Ingredients

  • 2 (12 by 2-inch) round layers sponge cake, recipe follows
  • 2 (9 by 2-inch) round layers sponge cake, recipe follows
  • 2 (6 by 2-inch) round layers sponge cake, recipe follows
  • 12 inch cardboard cake round
  • 9 -inch cardboard cake round
  • 6 -inch cardboard cake round
  • 2 1/2 -inch thick long wooden dowels
  • Small saw
  • Buttercream, recipe follows
  • Marzipan flowers
  • Fresh flowers
  • Fruit
  • Cake decorations
  • Colored buttercream in pastry bags with assorted tips
  • **This recipe will need to be made twice, each time you will bake 1 (12 by 2-inch) layer, 1 (9 by 2-inch) layer and 1 (6 by 2-inch layer.

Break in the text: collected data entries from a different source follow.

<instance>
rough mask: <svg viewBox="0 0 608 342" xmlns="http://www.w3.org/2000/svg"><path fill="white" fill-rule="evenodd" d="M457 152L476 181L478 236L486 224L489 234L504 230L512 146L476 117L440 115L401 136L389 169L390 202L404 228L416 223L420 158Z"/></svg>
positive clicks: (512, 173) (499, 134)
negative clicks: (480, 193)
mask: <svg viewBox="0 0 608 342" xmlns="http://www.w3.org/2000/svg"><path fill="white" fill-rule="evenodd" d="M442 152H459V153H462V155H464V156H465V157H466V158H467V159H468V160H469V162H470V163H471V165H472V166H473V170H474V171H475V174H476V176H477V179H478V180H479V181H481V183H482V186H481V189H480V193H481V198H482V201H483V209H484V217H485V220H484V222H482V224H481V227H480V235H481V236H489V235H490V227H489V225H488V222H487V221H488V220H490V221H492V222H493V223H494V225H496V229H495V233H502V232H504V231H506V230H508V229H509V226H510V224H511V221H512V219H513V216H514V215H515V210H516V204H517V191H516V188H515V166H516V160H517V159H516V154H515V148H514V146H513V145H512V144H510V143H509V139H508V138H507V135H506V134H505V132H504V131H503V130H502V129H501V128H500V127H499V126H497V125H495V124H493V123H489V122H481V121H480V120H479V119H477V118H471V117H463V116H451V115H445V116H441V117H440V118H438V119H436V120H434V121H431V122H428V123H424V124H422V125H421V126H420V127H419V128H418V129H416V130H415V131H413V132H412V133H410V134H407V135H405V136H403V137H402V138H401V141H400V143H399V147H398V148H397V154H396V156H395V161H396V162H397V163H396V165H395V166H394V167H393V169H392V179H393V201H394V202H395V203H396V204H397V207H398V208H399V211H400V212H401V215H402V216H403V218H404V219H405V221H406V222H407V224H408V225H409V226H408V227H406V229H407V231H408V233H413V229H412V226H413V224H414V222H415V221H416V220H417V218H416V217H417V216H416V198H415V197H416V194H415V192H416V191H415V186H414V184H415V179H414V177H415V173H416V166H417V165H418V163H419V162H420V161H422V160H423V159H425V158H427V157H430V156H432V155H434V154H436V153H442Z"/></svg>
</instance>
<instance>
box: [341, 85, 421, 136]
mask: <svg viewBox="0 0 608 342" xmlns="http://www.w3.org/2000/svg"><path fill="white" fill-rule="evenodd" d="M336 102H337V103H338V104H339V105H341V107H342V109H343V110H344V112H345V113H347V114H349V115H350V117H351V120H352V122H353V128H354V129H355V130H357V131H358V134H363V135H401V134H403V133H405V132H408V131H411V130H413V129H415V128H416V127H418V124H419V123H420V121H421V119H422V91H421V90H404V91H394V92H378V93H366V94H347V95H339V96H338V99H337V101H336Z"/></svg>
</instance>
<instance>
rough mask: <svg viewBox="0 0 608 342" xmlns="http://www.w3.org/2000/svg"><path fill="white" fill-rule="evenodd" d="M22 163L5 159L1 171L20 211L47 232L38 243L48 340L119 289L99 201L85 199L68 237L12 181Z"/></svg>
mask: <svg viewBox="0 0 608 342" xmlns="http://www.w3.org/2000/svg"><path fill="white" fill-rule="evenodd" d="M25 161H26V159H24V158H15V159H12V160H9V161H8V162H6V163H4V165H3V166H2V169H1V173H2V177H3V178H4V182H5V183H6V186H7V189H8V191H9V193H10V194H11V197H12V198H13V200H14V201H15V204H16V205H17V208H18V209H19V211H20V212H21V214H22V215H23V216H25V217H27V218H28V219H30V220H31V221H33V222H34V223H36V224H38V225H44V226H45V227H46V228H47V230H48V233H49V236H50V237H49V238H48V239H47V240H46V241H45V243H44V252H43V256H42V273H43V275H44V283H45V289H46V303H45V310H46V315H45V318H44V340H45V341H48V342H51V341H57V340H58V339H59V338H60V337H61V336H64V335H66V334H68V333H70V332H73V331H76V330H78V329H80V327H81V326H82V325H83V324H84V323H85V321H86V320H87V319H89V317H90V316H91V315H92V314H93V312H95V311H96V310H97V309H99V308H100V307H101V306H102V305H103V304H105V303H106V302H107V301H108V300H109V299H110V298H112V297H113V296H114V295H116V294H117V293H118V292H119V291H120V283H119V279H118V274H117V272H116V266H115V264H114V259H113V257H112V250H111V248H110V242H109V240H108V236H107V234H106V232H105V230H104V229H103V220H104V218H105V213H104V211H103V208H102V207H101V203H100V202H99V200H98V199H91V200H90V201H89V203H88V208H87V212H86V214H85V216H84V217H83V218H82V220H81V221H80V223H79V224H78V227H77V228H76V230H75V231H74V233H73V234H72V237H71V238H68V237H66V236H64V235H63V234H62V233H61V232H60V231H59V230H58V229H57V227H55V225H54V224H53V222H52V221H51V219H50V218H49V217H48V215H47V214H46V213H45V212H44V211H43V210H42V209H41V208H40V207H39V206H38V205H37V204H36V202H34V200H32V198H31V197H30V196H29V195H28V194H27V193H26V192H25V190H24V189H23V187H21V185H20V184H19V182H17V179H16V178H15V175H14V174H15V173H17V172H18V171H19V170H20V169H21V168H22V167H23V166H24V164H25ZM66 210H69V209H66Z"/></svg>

Do not double this recipe -- make it twice, separately.**
  • 15 ounces flour
  • 1 teaspoon salt
  • 12 large eggs, separated
  • 15 ounces sugar
  • 8 ounces butter, melted and cooled
  • 2 teaspoons vanilla extract
  • 4 cups sugar
  • 1 3/4 cups water
  • 16 egg whites
  • 1 teaspoon salt
  • 5 pounds butter, softened to room temperature and cut into pieces
  • 4 tablespoons vanilla

Method

  • Preheat the oven to 375 degrees.
  • Line the bottom of 1 of each size of the pans with parchment paper.
  • Sift the flour with the salt.
  • In a mixer fitted with a whip attachment, beat the egg yolks with 8 ounces of sugar until light and fluffy and tripled in volume.

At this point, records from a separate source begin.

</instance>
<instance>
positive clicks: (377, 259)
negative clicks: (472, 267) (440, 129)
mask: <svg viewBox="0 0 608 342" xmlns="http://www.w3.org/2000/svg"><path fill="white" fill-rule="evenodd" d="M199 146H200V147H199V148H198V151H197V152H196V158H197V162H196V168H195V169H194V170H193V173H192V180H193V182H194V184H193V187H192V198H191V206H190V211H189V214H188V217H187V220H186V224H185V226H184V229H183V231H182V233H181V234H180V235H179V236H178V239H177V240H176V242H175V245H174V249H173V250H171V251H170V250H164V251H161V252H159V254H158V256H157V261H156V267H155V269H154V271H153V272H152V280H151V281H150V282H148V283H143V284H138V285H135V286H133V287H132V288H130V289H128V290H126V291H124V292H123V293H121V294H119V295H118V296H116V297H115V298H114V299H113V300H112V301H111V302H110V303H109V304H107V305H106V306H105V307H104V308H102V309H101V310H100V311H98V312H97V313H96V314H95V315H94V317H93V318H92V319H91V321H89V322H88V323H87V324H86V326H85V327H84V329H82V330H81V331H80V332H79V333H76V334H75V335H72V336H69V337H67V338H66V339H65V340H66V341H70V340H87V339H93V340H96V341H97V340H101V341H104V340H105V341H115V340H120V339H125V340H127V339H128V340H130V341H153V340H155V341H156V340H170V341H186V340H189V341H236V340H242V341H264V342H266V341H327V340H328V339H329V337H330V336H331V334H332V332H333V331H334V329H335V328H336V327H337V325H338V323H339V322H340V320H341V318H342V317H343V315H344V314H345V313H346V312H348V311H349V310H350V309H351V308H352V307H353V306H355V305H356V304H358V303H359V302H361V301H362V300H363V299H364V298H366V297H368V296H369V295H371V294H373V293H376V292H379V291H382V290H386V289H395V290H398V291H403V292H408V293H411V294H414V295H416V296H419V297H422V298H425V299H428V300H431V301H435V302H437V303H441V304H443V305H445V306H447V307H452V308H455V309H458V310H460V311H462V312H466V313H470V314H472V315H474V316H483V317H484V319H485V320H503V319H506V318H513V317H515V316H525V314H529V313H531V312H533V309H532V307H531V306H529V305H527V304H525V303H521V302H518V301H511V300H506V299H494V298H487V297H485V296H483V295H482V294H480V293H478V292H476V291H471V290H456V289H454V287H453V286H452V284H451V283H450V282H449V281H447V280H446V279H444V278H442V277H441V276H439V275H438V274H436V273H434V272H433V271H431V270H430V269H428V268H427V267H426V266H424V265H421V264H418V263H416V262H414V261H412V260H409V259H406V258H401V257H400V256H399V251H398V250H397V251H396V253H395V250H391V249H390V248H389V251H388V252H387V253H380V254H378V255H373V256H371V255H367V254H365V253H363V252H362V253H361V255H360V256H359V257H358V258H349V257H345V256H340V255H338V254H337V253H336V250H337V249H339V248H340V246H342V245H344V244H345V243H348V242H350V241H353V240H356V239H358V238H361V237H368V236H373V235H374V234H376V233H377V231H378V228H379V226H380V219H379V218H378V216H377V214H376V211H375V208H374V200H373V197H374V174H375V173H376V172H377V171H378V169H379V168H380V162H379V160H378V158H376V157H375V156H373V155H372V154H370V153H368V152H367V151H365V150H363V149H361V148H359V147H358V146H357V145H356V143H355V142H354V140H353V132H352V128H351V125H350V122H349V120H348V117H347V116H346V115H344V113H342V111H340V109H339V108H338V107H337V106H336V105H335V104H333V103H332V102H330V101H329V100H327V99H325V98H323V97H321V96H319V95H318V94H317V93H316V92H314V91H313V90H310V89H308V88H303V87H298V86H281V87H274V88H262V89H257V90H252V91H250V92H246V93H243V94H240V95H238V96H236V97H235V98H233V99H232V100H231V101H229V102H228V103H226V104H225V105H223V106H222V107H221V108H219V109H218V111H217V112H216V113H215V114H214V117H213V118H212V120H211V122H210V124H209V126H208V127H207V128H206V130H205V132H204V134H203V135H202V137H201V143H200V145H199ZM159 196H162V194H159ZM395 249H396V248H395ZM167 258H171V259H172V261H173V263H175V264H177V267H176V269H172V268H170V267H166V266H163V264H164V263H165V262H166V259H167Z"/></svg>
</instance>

  • Beat the egg whites with the remaining 7 ounces of the sugar until soft peaks form.
  • Fold the egg yolks gently into the egg whites.
  • Gently fold in the sifted flour.
  • Gently fold in the melted butter and the vanilla.

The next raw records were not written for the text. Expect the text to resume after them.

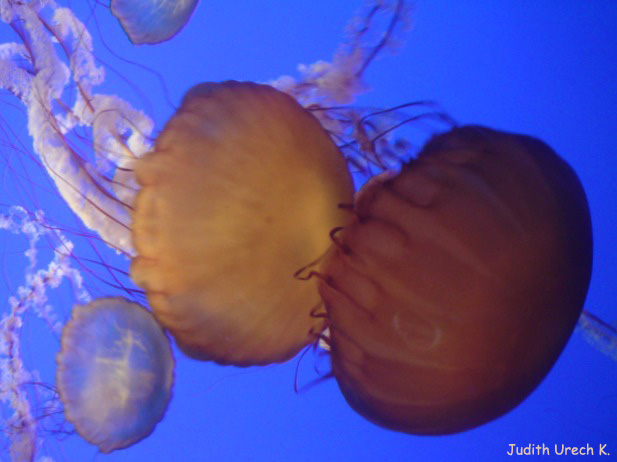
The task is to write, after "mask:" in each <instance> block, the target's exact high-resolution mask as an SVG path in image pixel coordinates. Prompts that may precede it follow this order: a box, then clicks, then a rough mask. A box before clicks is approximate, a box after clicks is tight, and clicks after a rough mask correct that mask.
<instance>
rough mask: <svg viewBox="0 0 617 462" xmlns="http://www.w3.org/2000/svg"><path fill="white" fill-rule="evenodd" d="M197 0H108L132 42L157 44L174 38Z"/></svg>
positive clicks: (186, 22) (196, 3)
mask: <svg viewBox="0 0 617 462" xmlns="http://www.w3.org/2000/svg"><path fill="white" fill-rule="evenodd" d="M198 2H199V0H111V12H112V13H113V15H114V16H115V17H116V18H118V20H119V21H120V24H121V25H122V28H123V29H124V31H125V32H126V35H127V36H128V37H129V39H130V40H131V42H133V43H134V44H136V45H140V44H144V43H148V44H156V43H160V42H164V41H165V40H169V39H171V38H173V37H174V36H175V35H176V34H178V33H179V32H180V31H181V30H182V28H183V27H184V26H185V25H186V24H187V23H188V21H189V19H190V18H191V15H192V14H193V12H194V11H195V8H196V7H197V3H198Z"/></svg>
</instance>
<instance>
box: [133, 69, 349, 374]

  • Pour the batter into each of the 3 pans.
  • Bake for 20 to 25 minutes, or until center is set.
  • Remove from the oven and run a knife around the edge of the pan to loosen it and cool on wire racks.
  • Repeat this procedure to make 1 more layer of each size.
  • In a saucepan, combine sugar and water.
  • Heat to a temperature of 248 degrees F on a candy thermometer.
  • In an electric mixer on medium speed, beat the egg whites with the salt until they hold stiff peaks.
  • With the mixer running, drizzle the hot syrup into the whites being careful not to hit the whip with the hot syrup.
  • Beat mixture at medium speed until cooled to room temperature, 15 to 20 minutes.
  • Turn the mixer down to low and add the softened butter, piece by piece.
  • **It is very important that the butter and the meringue are the same temperature.
  • If the buttercream begins to break, Slowly heat it up to about 95 degrees F. over a double boiler, while whisking.
  • Return to the mixer and beat until it comes back together.
  • Continue adding butter*** Mix in the vanilla.
  • To assemble: Cut each of the cooled cakes in half horizontally.
  • Stack each of 4 layers of each size, icing in between each layer on a corresponding size cake circle.
  • Make 3 separate 4-layer cakes.
  • Ice each of the cakes separately.
  • Place the 12 by 2-inch cake on a large platter.
  • Cut 3 lengths of the wooden dowel that are as long as the 12-inch cake is high.
  • Insert the dowels in a triangle pattern in the center of the 12-inch cake.
  • Cut 3 more dowels that are as long as the 9-inch cake is high.
  • Carefully place the 9-inch cake on top of the 12-inch cake in the center, on top of the dowels.
  • Insert the dowels into the center of the 9-inch layer in a triangle pattern.
  • Carefully place the 6-inch layer on top of the 9-inch layer.
  • Decorate with fruit, flowers and marzipan.